Я уныло кивнула и отвернулась от зеркала. Ладно, было бы о чём переживать — я не Яринка, сногсшибательная красота мне и раньше не грозила, так что шрамом больше, шрамом меньше…

Я даже не стала делиться этим маленьким происшествием с соседками, и они не заметили, что в тот день я была задумчивее, чем обычно. А день этот мы провели на пляже.

Мы там почти все дни проводили, благо, пляж — вот он, только выйди за дверь и обогни здание. Мы приходили туда после обеда, когда работавшие в ночь Вика и Ася просыпались и, потягиваясь, выплывали из душа. Они совсем не походили на измученных, несчастных, вынужденных торговать своим телом женщин, таких, какими я представляла их раньше. Всегда улыбчивые, разговорчивые, готовые ответить на любой вопрос, девушки очень располагали к себе. Теперь я понимала Яринку, поддавшуюся их чарам с первых дней пребывания в Оазисе. И, пусть меня до сих пор иногда раздражала её манера всюду следовать за Асей и Викой, восторженно заглядывая им в рот, но я иногда ловила себя на том, что сама поступаю очень похоже.

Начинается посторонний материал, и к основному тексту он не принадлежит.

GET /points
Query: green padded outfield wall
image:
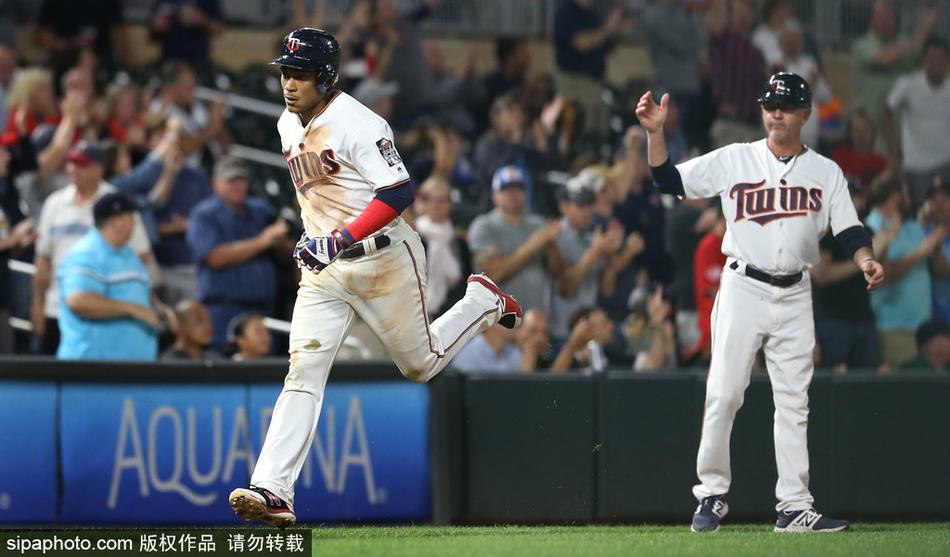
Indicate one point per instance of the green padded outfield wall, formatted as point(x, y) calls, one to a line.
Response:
point(619, 447)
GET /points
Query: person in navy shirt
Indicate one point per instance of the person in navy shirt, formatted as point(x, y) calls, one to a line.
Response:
point(231, 236)
point(105, 294)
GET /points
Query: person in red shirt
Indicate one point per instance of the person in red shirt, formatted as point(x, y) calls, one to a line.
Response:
point(708, 262)
point(857, 158)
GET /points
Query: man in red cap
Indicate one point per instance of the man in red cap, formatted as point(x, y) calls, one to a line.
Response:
point(66, 216)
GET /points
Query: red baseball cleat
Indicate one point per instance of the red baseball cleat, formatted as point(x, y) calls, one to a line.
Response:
point(511, 312)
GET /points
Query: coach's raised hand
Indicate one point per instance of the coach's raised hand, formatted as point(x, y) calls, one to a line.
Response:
point(652, 116)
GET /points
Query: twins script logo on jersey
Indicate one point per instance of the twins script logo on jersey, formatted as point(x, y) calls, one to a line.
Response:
point(309, 169)
point(388, 151)
point(757, 203)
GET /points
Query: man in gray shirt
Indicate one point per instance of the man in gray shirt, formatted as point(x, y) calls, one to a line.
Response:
point(581, 257)
point(509, 244)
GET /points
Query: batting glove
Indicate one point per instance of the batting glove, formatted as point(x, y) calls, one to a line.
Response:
point(316, 253)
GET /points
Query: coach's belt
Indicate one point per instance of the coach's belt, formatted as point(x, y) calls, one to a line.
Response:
point(368, 246)
point(783, 281)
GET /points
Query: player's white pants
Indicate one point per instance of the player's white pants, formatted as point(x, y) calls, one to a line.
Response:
point(387, 290)
point(749, 314)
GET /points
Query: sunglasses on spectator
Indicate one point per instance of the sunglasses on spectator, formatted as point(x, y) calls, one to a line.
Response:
point(769, 107)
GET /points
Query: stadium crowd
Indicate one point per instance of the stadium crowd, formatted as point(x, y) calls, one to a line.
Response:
point(537, 179)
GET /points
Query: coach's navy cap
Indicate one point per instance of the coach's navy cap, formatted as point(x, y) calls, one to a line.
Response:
point(85, 153)
point(787, 89)
point(112, 204)
point(507, 176)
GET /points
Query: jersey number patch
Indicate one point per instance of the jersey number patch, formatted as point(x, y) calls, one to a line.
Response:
point(388, 151)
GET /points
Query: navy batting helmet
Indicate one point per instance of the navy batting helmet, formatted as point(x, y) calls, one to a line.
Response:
point(787, 89)
point(312, 50)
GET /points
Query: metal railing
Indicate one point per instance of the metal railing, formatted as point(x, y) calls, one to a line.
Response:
point(833, 23)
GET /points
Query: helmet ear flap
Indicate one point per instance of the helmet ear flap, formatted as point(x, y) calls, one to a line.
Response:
point(326, 78)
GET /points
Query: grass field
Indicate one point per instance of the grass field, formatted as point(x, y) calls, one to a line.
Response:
point(863, 540)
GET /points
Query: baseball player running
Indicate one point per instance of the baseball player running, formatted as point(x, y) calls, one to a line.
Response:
point(779, 198)
point(358, 258)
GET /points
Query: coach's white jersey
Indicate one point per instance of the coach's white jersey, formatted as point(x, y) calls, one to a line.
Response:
point(776, 212)
point(338, 162)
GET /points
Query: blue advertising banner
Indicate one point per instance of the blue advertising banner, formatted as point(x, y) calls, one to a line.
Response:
point(153, 454)
point(370, 457)
point(27, 452)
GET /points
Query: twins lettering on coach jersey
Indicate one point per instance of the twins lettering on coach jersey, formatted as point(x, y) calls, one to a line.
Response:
point(757, 203)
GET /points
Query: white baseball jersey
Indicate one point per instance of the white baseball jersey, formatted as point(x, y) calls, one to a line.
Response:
point(776, 212)
point(338, 161)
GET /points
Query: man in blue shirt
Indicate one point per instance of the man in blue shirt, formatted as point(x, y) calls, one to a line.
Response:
point(105, 293)
point(231, 236)
point(904, 303)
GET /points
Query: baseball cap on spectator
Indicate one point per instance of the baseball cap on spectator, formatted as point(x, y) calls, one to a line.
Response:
point(930, 330)
point(112, 204)
point(85, 153)
point(507, 176)
point(371, 90)
point(229, 168)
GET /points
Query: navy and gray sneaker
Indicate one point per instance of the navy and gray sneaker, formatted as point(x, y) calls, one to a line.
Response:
point(258, 503)
point(708, 514)
point(808, 520)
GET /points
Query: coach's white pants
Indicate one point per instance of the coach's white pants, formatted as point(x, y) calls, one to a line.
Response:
point(387, 290)
point(747, 315)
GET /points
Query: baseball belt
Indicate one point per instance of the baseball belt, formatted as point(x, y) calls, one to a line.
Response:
point(368, 246)
point(782, 281)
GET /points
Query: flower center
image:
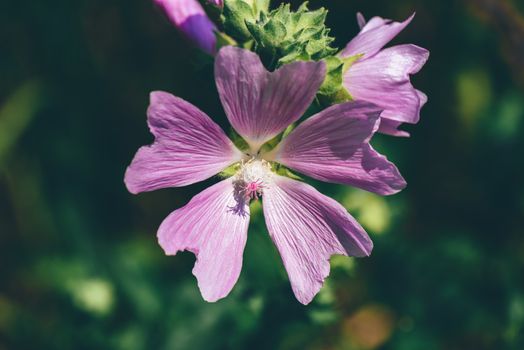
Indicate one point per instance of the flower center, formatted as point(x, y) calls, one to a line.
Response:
point(252, 178)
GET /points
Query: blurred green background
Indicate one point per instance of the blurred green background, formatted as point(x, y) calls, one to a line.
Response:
point(79, 264)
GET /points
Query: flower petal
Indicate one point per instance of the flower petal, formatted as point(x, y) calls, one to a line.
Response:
point(189, 147)
point(191, 19)
point(384, 80)
point(213, 225)
point(373, 36)
point(307, 228)
point(334, 146)
point(391, 127)
point(260, 104)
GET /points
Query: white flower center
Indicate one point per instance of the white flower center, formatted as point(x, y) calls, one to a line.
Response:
point(252, 178)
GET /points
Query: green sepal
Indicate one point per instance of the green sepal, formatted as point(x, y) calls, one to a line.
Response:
point(235, 14)
point(283, 36)
point(332, 90)
point(224, 40)
point(333, 80)
point(229, 171)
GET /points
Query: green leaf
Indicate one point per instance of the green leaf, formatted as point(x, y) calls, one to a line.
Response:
point(282, 36)
point(235, 14)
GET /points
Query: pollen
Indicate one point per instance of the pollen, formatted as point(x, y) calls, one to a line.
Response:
point(252, 178)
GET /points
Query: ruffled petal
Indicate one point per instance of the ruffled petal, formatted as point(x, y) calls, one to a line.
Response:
point(384, 79)
point(333, 146)
point(191, 19)
point(217, 3)
point(373, 36)
point(261, 104)
point(189, 147)
point(391, 127)
point(213, 226)
point(307, 228)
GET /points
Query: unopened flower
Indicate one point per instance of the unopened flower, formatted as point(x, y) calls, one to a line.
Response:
point(382, 76)
point(191, 19)
point(306, 226)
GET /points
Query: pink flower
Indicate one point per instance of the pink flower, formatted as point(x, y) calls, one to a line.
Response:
point(191, 19)
point(306, 226)
point(382, 76)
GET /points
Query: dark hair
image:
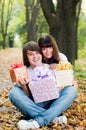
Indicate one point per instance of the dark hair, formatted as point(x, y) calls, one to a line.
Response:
point(32, 46)
point(47, 40)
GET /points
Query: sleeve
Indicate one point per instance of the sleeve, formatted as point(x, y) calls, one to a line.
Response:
point(62, 57)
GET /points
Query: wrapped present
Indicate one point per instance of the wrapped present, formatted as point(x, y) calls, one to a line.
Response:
point(43, 90)
point(17, 71)
point(64, 74)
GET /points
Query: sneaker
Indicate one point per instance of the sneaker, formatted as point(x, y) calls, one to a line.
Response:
point(27, 125)
point(61, 120)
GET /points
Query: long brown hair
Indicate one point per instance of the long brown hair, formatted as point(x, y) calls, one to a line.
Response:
point(32, 46)
point(47, 40)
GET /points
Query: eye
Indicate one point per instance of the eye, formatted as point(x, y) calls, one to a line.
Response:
point(43, 48)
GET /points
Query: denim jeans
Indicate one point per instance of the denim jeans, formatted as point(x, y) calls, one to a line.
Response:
point(43, 112)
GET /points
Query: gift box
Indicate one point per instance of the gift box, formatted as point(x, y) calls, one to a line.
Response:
point(43, 90)
point(17, 71)
point(64, 77)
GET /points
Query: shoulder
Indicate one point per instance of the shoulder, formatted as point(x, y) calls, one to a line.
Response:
point(62, 57)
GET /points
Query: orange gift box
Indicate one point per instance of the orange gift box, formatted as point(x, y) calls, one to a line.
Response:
point(17, 71)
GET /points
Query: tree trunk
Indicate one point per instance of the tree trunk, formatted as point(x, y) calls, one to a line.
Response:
point(62, 21)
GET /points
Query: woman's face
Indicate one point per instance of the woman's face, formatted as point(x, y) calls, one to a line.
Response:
point(47, 52)
point(34, 58)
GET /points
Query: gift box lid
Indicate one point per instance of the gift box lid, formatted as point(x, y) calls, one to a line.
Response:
point(43, 90)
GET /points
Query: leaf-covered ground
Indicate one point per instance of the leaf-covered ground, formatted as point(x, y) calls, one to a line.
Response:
point(9, 115)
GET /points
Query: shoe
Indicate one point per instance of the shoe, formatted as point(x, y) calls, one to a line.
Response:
point(27, 125)
point(61, 120)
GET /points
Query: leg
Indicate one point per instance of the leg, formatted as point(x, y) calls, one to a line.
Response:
point(59, 105)
point(26, 105)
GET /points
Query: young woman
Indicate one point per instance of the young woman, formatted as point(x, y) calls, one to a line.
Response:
point(40, 114)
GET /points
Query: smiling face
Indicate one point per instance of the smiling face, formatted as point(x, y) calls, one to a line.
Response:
point(34, 58)
point(47, 52)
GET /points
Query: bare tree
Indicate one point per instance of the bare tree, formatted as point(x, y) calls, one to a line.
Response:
point(62, 24)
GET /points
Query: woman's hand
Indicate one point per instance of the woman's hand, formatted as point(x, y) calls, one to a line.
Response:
point(75, 84)
point(53, 66)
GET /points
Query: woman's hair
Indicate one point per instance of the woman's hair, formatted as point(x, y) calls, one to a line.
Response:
point(47, 40)
point(31, 46)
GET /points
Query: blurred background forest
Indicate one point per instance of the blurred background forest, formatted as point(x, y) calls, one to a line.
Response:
point(22, 21)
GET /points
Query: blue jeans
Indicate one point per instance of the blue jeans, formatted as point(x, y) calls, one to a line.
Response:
point(44, 112)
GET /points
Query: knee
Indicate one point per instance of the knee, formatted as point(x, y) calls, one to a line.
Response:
point(73, 91)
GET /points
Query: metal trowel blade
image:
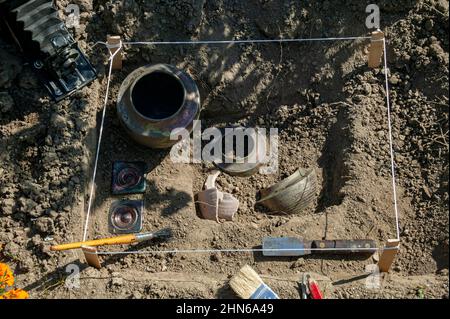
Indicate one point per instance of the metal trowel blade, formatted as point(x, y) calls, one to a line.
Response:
point(284, 246)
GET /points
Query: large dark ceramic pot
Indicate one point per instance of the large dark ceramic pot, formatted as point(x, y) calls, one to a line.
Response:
point(156, 99)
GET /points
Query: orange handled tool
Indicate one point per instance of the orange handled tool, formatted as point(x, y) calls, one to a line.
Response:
point(118, 240)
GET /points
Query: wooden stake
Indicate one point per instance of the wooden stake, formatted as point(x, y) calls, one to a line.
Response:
point(114, 40)
point(376, 49)
point(90, 254)
point(387, 256)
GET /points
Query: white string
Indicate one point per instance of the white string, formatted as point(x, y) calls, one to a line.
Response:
point(241, 250)
point(97, 153)
point(281, 40)
point(391, 148)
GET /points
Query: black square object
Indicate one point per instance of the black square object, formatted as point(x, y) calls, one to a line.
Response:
point(125, 216)
point(128, 177)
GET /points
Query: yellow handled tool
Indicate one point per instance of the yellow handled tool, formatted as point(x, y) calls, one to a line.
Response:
point(118, 240)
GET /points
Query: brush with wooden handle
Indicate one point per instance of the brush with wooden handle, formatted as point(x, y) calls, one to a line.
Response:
point(118, 240)
point(247, 284)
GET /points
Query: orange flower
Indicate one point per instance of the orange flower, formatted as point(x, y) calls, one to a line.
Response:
point(15, 294)
point(6, 276)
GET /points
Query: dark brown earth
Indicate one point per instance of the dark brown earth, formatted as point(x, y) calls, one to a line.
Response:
point(329, 108)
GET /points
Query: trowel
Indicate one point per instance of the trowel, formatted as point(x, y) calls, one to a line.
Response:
point(292, 246)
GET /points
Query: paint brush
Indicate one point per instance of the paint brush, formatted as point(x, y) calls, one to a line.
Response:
point(118, 240)
point(248, 285)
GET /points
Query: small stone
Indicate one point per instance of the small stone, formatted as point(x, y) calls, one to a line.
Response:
point(58, 121)
point(429, 24)
point(6, 102)
point(45, 225)
point(7, 206)
point(394, 80)
point(11, 250)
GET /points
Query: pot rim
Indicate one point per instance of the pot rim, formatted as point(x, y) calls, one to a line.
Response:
point(162, 68)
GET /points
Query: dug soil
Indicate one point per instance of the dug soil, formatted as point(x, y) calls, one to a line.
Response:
point(331, 114)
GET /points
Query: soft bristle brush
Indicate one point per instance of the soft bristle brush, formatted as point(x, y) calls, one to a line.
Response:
point(248, 285)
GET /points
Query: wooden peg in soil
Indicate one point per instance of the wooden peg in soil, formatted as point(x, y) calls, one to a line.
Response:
point(90, 254)
point(376, 49)
point(388, 255)
point(114, 45)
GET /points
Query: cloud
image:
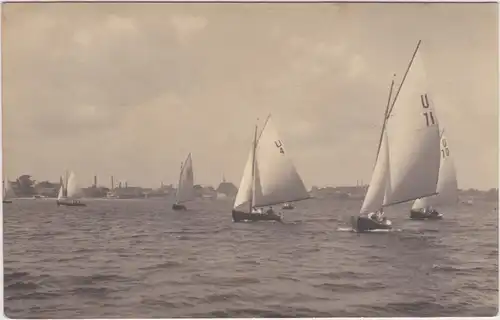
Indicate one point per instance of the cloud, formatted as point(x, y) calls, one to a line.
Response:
point(186, 26)
point(155, 81)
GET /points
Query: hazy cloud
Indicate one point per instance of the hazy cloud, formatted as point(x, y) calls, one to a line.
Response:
point(129, 89)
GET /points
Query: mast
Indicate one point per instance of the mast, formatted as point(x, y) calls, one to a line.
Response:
point(65, 190)
point(179, 184)
point(386, 116)
point(404, 77)
point(253, 169)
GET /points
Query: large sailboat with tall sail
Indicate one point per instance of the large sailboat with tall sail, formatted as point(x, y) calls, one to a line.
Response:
point(447, 188)
point(69, 192)
point(185, 190)
point(408, 157)
point(269, 178)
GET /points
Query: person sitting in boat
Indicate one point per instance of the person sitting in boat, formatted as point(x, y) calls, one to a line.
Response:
point(377, 216)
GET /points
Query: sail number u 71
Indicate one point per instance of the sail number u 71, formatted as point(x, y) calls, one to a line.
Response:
point(429, 117)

Вот и на пляж мы начинали собираться сразу, как только туда отправлялись наши старшие подруги. Вика и Ася ложились на шезлонги, а мы занимали места по бокам, всегда готовые подать им крем от загара или стаканчик с соком. Меня утомляло яркое солнце, я пододвигала к себе один из зонтиков, укрываясь в его тени. А вот Яринка жарилась вовсю и уже через неделю приобрела ровный светло-коричневый загар, очень красиво оттеняющий её зелёные глаза и рыжие волосы.

Разумеется, мы не просто лежали на шезлонгах, перекусывая фруктами. Девочки часто купались, мне же оставалось только подходить к кромке прибоя, чтобы окунуть руки в гребешки волн, и, пусть бинтов на мне уже не было, мочить свежие рубцы солёной водой не рекомендовалось. Зато я научилась строить замки из песка и окружать их рвами, которые сами заполнялись водой.

А когда приближался вечер и Ася с Викой покидали пляж, удаляясь по своим взрослым делам, мы с Яринкой шли бродить по острову. Просто ходили, присаживались на скамейки, трогали стволы пальм, гладили важных павлинов, смотрели на людей. Люди на нас почти не обращали внимания, лишь иногда мужчины, из гостей, пытались завязать игривые беседы, но мы, как научили нас соседки, коротко отвечали: «Извините, мы не работаем» — и быстро уходили.

Бродя без цели, однажды мы приблизились к Русалкиной яме. День выдался погожий, на море стоял штиль, и я не увидела буйного прибоя у камней, как это было в первый раз. Без вздымающихся волн и создаваемого ими угрожающего рокота Русалкина яма выглядела почти безобидно. Лишь вода, из-за прячущейся под ней глубины, выглядела куда темнее, чем на пляжах, и напоминала о том, какое это печальное место. Мы не стали туда подходить, лишь посмотрели издалека.

По некому молчаливому уговору, ни я, ни Яринка не расспрашивали о Русалкиной яме у Вики или у Аси. Хотя меня мучил вопрос, были ли найдены и погребены тела погибших девушек, или этим просто никто не озаботился? Почему-то становилось очень обидно за них, хоть я и считала все обязательные похоронные церемонии чепухой, ведь мёртвым уже всё равно, как с ними обойдутся. Но думать о том, что эти несчастные до сих пор там, в холодной глубине, где только ил и темнота, было невыносимо.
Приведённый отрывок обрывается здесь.